Lloyd's Register
The American Club
Panama Consulate
London Shipping Law Center
Home HRCommunication Cyber Security in Action

Cyber Security in Action

by admin

Andrew Fitzmaurice (left) and Alan McCarthy.

Cyber Security in Action – IMIF hears of fight against attacks on businesses

A stark warning of a new plague of technology-enabled criminal attacks on companies and individuals was delivered to an audience of maritime executives, financiers and lawyers in London. Covert ploys by attackers include a revival of traditional tricks such as the ‘honey trap.’

Unscrupulous gangs and nation states are exploiting careless entries on social media and surprisingly sloppy failures to secure physical offices and data, said Andrew Fitzmaurice, chief executive of Templar Executives.

A challenge to the IMIF audience

He was speaking to a meeting on April 5 2017 of the International Maritime Industries Forum. The event was hosted by international law firm Watson Farley & Williams.

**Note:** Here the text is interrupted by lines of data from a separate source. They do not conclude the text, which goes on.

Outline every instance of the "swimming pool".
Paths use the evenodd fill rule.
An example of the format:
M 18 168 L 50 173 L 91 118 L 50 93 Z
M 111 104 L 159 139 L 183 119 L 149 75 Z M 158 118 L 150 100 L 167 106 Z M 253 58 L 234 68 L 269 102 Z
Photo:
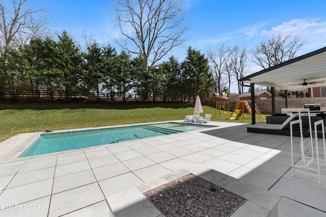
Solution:
M 18 158 L 73 150 L 214 127 L 168 122 L 42 134 Z

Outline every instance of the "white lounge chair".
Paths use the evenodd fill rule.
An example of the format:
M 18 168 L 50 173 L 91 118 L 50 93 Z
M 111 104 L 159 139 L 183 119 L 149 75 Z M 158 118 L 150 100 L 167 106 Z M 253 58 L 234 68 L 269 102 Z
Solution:
M 196 122 L 196 117 L 199 117 L 199 114 L 194 114 L 194 115 L 191 116 L 191 118 L 188 118 L 185 119 L 186 122 L 188 123 L 191 123 L 192 122 Z
M 200 119 L 197 120 L 197 122 L 198 123 L 209 123 L 209 119 L 210 119 L 210 117 L 211 117 L 212 115 L 211 114 L 206 114 L 205 115 L 205 117 L 204 119 Z

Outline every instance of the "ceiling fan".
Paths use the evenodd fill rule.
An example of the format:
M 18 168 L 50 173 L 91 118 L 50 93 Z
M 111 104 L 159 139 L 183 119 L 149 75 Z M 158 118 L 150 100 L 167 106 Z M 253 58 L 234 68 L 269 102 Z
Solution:
M 316 84 L 317 83 L 324 83 L 324 81 L 311 81 L 310 82 L 307 82 L 306 81 L 307 79 L 304 79 L 304 82 L 303 83 L 301 83 L 301 84 L 299 84 L 299 85 L 302 85 L 303 86 L 307 86 L 308 84 Z

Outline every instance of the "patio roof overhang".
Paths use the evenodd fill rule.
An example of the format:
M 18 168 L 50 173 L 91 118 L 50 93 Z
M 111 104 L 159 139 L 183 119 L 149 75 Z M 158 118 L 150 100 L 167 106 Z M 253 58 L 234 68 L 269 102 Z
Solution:
M 304 79 L 308 83 L 314 83 L 301 84 Z M 290 91 L 326 86 L 326 47 L 256 72 L 240 81 Z

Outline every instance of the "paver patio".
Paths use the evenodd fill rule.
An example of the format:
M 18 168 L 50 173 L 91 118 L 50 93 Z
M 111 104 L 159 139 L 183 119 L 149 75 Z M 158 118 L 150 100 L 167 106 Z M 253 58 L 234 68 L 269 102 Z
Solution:
M 324 166 L 322 184 L 306 173 L 291 176 L 289 136 L 209 124 L 218 127 L 15 159 L 22 143 L 0 159 L 0 216 L 108 216 L 105 197 L 201 164 L 282 195 L 280 216 L 326 216 Z M 294 153 L 299 160 L 298 143 Z

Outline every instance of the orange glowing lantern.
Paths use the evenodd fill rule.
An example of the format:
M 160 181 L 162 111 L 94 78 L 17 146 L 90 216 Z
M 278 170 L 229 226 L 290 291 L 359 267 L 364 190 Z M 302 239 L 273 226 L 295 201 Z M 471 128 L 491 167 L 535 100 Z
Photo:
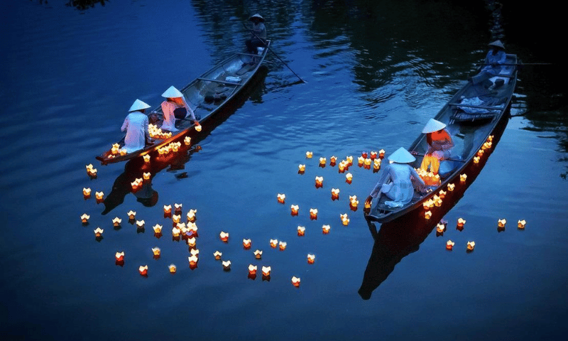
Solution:
M 286 195 L 278 193 L 278 195 L 276 195 L 276 198 L 278 200 L 278 202 L 280 202 L 280 204 L 283 204 L 284 200 L 286 200 Z
M 271 276 L 271 271 L 272 269 L 270 266 L 263 266 L 262 267 L 262 275 L 263 276 Z
M 221 233 L 219 234 L 219 237 L 222 242 L 226 243 L 229 242 L 229 232 L 221 231 Z
M 298 226 L 297 227 L 297 235 L 298 237 L 302 237 L 305 234 L 306 228 L 303 226 Z
M 297 215 L 298 210 L 300 210 L 300 207 L 297 205 L 293 205 L 290 207 L 291 210 L 290 214 L 292 215 Z
M 81 222 L 83 224 L 87 224 L 89 222 L 89 218 L 90 217 L 90 215 L 87 215 L 87 213 L 83 213 L 83 215 L 81 216 Z
M 307 254 L 307 264 L 313 264 L 315 261 L 315 255 L 312 254 Z
M 312 220 L 315 220 L 317 219 L 317 208 L 310 208 L 310 219 Z
M 256 250 L 254 251 L 254 258 L 256 259 L 262 259 L 262 251 Z

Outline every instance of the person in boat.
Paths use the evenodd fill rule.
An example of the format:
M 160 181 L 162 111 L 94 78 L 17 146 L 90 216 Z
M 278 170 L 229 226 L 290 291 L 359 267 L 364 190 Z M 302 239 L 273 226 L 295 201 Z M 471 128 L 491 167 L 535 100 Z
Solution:
M 403 206 L 414 196 L 414 186 L 419 189 L 425 186 L 420 176 L 409 163 L 416 160 L 411 153 L 403 147 L 388 156 L 390 163 L 383 169 L 375 188 L 367 197 L 366 203 L 370 204 L 373 197 L 384 193 L 392 201 L 385 202 L 391 207 Z
M 485 57 L 484 66 L 479 72 L 470 78 L 471 83 L 476 85 L 484 82 L 501 73 L 503 65 L 507 59 L 505 45 L 501 40 L 495 40 L 489 43 L 491 50 Z
M 248 21 L 253 23 L 253 27 L 251 29 L 251 38 L 245 43 L 248 53 L 256 55 L 258 53 L 257 48 L 266 46 L 266 27 L 264 26 L 264 18 L 258 13 L 248 18 Z
M 430 166 L 434 174 L 438 173 L 440 161 L 450 157 L 454 146 L 452 136 L 445 128 L 445 124 L 430 119 L 422 130 L 426 134 L 428 150 L 424 155 L 420 168 L 427 170 Z
M 151 141 L 148 131 L 148 116 L 144 114 L 150 106 L 136 99 L 129 109 L 129 114 L 120 130 L 126 131 L 124 138 L 124 148 L 128 153 L 142 149 L 146 146 L 146 139 Z
M 200 122 L 195 119 L 195 114 L 187 105 L 183 94 L 173 85 L 165 90 L 162 97 L 165 97 L 165 100 L 162 102 L 162 112 L 164 113 L 162 129 L 177 131 L 179 129 L 175 127 L 176 119 L 183 119 L 186 117 L 190 117 L 195 126 L 200 125 Z

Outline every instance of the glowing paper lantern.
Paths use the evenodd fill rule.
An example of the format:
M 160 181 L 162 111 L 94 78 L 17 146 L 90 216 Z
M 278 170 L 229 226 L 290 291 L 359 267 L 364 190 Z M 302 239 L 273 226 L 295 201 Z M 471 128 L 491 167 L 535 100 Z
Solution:
M 219 234 L 219 237 L 221 238 L 222 242 L 226 243 L 229 241 L 229 232 L 221 231 L 221 233 Z
M 307 264 L 313 264 L 315 261 L 315 255 L 312 254 L 307 254 Z
M 280 202 L 280 204 L 283 204 L 284 200 L 285 200 L 286 199 L 286 195 L 278 193 L 278 195 L 276 195 L 276 197 L 278 200 L 278 202 Z

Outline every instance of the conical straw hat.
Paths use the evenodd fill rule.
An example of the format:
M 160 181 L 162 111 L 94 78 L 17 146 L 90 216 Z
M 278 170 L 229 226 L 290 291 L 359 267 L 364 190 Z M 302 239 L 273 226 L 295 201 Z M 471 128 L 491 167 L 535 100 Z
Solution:
M 143 109 L 148 109 L 150 106 L 147 104 L 144 103 L 143 102 L 141 101 L 140 99 L 136 99 L 134 101 L 134 103 L 132 104 L 132 106 L 129 109 L 129 112 L 136 112 L 136 110 L 141 110 Z
M 416 158 L 413 156 L 413 154 L 408 153 L 408 151 L 403 147 L 399 148 L 394 153 L 388 156 L 388 160 L 397 163 L 408 163 L 413 162 Z
M 430 121 L 428 121 L 428 123 L 424 126 L 424 128 L 422 129 L 422 132 L 424 134 L 433 133 L 434 131 L 442 130 L 445 127 L 445 124 L 442 123 L 439 121 L 436 121 L 434 119 L 430 119 Z
M 183 94 L 180 92 L 180 90 L 172 85 L 171 87 L 168 87 L 163 94 L 162 94 L 162 97 L 165 98 L 182 97 Z

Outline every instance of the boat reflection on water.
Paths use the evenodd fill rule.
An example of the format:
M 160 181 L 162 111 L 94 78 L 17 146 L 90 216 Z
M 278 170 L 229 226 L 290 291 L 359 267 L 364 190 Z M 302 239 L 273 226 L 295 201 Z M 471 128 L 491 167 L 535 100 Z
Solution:
M 466 181 L 461 183 L 459 179 L 454 181 L 454 190 L 447 191 L 440 207 L 434 207 L 429 210 L 422 207 L 414 210 L 398 219 L 383 224 L 378 230 L 375 224 L 367 220 L 374 244 L 363 276 L 363 283 L 359 290 L 361 298 L 371 298 L 373 291 L 388 277 L 395 266 L 404 257 L 418 250 L 420 244 L 435 227 L 464 196 L 467 188 L 473 183 L 485 166 L 505 130 L 509 112 L 503 116 L 504 119 L 501 119 L 493 131 L 493 148 L 486 151 L 487 157 L 483 158 L 478 163 L 472 161 L 466 166 L 464 173 L 467 175 Z M 430 219 L 425 217 L 427 210 L 432 212 Z
M 152 188 L 152 179 L 155 174 L 161 170 L 181 170 L 185 167 L 194 153 L 201 150 L 199 146 L 200 141 L 205 139 L 213 130 L 226 120 L 239 108 L 243 106 L 248 98 L 259 101 L 264 88 L 264 80 L 268 74 L 268 69 L 261 65 L 258 71 L 253 76 L 251 82 L 239 92 L 233 100 L 227 103 L 214 116 L 212 117 L 202 124 L 201 131 L 197 132 L 192 129 L 188 136 L 191 138 L 191 144 L 187 146 L 184 144 L 182 136 L 179 141 L 180 146 L 177 151 L 160 154 L 158 151 L 153 151 L 148 155 L 150 161 L 146 162 L 142 157 L 136 158 L 126 162 L 124 166 L 124 172 L 116 178 L 112 185 L 110 193 L 104 198 L 104 210 L 102 212 L 106 215 L 124 202 L 124 197 L 132 193 L 136 200 L 146 207 L 154 206 L 158 202 L 158 192 Z M 141 184 L 136 189 L 133 188 L 132 183 L 137 179 L 143 179 L 144 173 L 148 175 L 147 180 L 143 180 Z M 187 173 L 182 172 L 175 175 L 178 178 L 185 178 Z

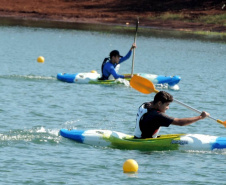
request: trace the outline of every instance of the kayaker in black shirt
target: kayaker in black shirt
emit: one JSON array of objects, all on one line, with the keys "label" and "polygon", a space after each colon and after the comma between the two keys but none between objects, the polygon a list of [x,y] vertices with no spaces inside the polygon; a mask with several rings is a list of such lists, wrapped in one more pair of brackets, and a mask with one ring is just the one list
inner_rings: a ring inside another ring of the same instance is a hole
[{"label": "kayaker in black shirt", "polygon": [[209,116],[209,113],[202,112],[200,116],[190,118],[174,118],[165,114],[173,102],[173,96],[165,91],[158,92],[153,102],[143,103],[137,113],[135,138],[156,138],[160,127],[168,127],[170,124],[177,126],[190,125],[196,121]]}]

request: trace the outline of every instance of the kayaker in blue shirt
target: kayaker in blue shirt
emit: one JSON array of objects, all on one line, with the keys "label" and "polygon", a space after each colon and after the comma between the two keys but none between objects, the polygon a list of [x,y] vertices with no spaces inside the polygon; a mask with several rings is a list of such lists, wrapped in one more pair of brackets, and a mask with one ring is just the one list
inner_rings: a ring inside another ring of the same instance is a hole
[{"label": "kayaker in blue shirt", "polygon": [[153,102],[142,104],[137,113],[135,138],[156,138],[161,126],[168,127],[170,124],[177,126],[190,125],[209,116],[202,112],[200,116],[190,118],[173,118],[165,114],[173,102],[173,96],[165,91],[158,92]]},{"label": "kayaker in blue shirt", "polygon": [[136,44],[133,43],[126,56],[121,56],[118,50],[110,52],[110,58],[105,58],[101,67],[102,77],[100,80],[113,80],[118,78],[131,78],[131,75],[119,75],[118,70],[122,62],[130,58],[133,48],[136,48]]}]

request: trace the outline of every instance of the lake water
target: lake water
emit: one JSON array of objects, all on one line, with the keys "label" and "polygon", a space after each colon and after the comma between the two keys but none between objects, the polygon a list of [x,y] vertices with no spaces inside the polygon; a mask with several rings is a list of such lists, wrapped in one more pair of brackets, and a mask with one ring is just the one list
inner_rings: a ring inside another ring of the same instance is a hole
[{"label": "lake water", "polygon": [[[109,129],[133,134],[136,112],[154,94],[123,85],[69,84],[59,72],[100,72],[113,49],[125,55],[133,35],[66,29],[0,27],[0,182],[4,184],[226,184],[226,151],[141,152],[88,146],[58,135],[61,128]],[[38,56],[45,63],[38,63]],[[225,120],[224,43],[137,37],[134,72],[179,75],[176,99]],[[132,57],[120,73],[131,72]],[[196,113],[172,104],[174,117]],[[161,134],[226,136],[205,119]],[[135,174],[122,171],[127,159]]]}]

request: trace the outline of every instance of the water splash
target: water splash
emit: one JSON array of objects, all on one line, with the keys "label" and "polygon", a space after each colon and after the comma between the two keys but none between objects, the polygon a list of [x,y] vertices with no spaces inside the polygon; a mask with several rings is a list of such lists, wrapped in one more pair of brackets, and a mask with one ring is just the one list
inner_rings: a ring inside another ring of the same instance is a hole
[{"label": "water splash", "polygon": [[37,76],[37,75],[1,75],[3,79],[18,79],[18,80],[56,80],[52,76]]},{"label": "water splash", "polygon": [[59,129],[46,129],[44,127],[11,130],[8,133],[0,134],[0,147],[17,145],[21,142],[58,144],[60,142],[58,133]]}]

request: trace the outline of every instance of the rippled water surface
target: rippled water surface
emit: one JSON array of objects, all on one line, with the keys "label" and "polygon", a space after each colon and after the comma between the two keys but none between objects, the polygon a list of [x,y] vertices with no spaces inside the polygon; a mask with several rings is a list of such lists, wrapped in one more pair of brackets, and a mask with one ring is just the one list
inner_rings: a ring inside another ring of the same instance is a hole
[{"label": "rippled water surface", "polygon": [[[136,111],[154,94],[123,85],[68,84],[59,72],[97,70],[113,49],[125,55],[132,35],[102,32],[0,27],[0,181],[1,184],[225,184],[225,151],[141,152],[75,143],[61,128],[109,129],[133,134]],[[45,63],[36,62],[38,56]],[[226,117],[226,45],[173,38],[137,38],[135,72],[180,75],[178,100],[217,119]],[[131,72],[132,60],[121,65]],[[196,113],[172,104],[174,117]],[[210,119],[161,134],[226,136]],[[138,173],[122,171],[125,160]]]}]

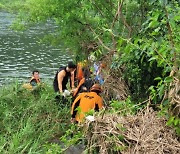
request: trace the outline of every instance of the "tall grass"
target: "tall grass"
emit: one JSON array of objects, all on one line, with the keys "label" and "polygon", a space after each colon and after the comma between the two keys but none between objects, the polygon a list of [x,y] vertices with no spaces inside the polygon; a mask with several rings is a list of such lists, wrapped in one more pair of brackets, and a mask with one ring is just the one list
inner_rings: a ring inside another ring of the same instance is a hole
[{"label": "tall grass", "polygon": [[50,86],[30,92],[18,83],[0,90],[0,153],[46,153],[69,127],[70,104],[61,108]]}]

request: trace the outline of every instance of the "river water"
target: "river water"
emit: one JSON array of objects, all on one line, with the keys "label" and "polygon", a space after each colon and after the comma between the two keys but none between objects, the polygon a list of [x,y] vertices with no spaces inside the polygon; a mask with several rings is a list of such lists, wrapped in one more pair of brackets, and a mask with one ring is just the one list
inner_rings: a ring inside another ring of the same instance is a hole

Templar Executives is a London-based group that advises FTSE 100 companies and other interests on implementing a holistic approach to their cyber security programmes to fend off system breaches and lapses, innocent and deliberate, by outsiders and employees.

Mr Fitzmaurice said that the maritime sector was among industries that needed to give greater priority to cyber security. A major factor was the human element, which tended to be forgotten. For instance, “good old-fashioned honey traps are coming right back into fashion,” he declared. Honey traps refer to the luring of people in possession of valuable information or influence into compromising situations or relationships so that they are vulnerable to extortion.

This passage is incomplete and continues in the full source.